No one seems entirely certain why the original Hurst Cross existed. Was it a medieval marker on the lonely road to Oldham? Was it the site of a Roman resting place? Or was it an imitation of the crosses erected by Edward I in memory of his wife, Eleanor?
It doesn’t really matter. The Hurst Cross monument we have inherited from the Victorians has become one of Tameside’s best-known landmarks. So I am delighted that at the same time as carrying out essential road-safety work to make the junction safer around Queens Road, Nook Lane and Kings Road, the Council has been able to restore the cross. It will be moved a few yards, cleaned and lit, and it will still dominate the area as it has since Hurst was a village entirely separate to Ashton.
We are planning to have a “reopening” ceremony in the middle of February when we will place a new time capsule in the structure to go alongside the bottle put there in 1868 when Hurst Cross was built. Unfortunately, the ensuing 146 years hadn’t been kind and all we found was a perished newspaper and a halfpenny. Keep an eye on our website tameside.gov.uk or our Facebook and Twitter feeds for the date and time.
The project will do much to improve an area where there have been 11 road accidents over the last five years. Research shows that safety schemes such as the one being carried out in Hurst Cross have a proven record of reducing accidents and protecting drivers and pedestrians.
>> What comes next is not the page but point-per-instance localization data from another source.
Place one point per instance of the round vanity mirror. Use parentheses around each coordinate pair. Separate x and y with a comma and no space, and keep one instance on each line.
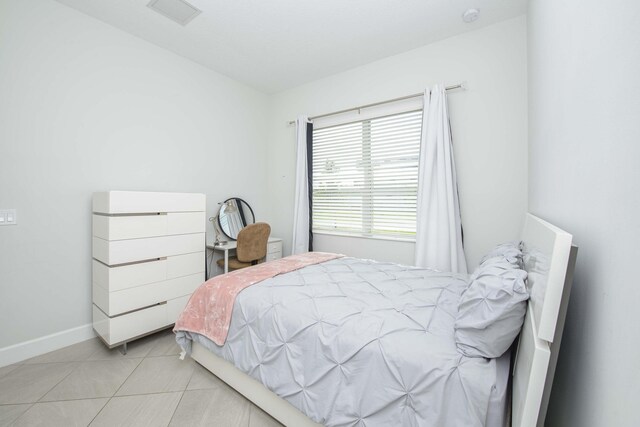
(233,216)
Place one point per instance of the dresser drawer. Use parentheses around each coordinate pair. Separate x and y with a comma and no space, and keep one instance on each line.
(132,275)
(140,226)
(114,252)
(127,202)
(114,303)
(131,325)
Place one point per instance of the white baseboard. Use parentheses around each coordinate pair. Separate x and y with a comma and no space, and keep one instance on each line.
(25,350)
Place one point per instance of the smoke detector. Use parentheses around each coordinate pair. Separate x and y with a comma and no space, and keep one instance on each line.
(177,10)
(470,15)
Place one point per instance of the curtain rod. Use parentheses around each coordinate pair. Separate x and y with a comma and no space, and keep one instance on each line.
(462,86)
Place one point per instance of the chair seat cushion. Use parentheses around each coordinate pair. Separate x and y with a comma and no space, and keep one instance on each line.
(234,264)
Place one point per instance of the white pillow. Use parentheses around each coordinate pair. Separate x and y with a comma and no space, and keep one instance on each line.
(491,310)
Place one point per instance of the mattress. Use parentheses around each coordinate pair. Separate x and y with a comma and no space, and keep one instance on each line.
(359,342)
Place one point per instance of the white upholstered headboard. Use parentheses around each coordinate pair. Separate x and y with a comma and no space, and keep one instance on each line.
(549,260)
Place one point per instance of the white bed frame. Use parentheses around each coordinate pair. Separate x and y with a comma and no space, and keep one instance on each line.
(550,260)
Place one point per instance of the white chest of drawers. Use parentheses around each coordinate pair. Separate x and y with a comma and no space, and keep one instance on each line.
(148,258)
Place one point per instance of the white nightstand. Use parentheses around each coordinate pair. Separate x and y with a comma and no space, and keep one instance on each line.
(274,250)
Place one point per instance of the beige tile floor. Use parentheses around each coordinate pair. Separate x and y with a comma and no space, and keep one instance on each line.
(88,384)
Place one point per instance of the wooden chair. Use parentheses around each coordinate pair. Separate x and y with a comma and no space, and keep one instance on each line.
(252,246)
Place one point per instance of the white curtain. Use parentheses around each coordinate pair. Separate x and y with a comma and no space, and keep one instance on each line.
(300,242)
(438,228)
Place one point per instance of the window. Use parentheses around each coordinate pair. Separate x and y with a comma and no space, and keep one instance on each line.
(365,176)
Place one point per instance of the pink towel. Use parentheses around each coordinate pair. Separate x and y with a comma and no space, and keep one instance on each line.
(208,312)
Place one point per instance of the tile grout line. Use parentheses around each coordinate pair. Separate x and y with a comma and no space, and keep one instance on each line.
(182,395)
(176,408)
(129,376)
(114,393)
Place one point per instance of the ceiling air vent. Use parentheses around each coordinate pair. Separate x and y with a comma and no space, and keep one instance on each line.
(176,10)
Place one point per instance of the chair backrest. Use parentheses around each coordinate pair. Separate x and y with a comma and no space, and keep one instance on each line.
(252,242)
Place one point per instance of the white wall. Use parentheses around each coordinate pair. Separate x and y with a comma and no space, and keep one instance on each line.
(584,110)
(86,107)
(489,123)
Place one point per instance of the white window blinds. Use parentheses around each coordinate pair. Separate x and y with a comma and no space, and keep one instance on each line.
(365,176)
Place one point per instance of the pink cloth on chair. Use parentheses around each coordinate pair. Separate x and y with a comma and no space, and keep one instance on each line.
(208,312)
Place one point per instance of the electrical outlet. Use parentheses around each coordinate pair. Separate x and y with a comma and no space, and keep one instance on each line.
(8,217)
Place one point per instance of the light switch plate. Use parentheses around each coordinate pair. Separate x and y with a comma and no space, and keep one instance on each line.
(8,217)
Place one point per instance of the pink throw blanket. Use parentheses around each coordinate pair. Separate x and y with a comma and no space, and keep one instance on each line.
(208,312)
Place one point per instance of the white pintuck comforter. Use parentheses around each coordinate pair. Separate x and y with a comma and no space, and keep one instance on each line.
(354,342)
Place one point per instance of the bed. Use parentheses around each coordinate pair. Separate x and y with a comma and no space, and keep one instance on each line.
(356,342)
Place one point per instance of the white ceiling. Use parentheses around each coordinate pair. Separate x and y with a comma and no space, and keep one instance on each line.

More than three-quarters of the project’s £260,000 cost is being paid by the Greater Manchester Casualty Reduction Partnership Award Fund.
When the cross was originally unveiled, Silas Andrew, a member of the old Hurst Local Board, gave a speech in which he promised to take care of the monument and hoped that the board’s successors would do the same. I like to think Silas would be happy if he could see how Tameside Council is preserving the cross for future generations.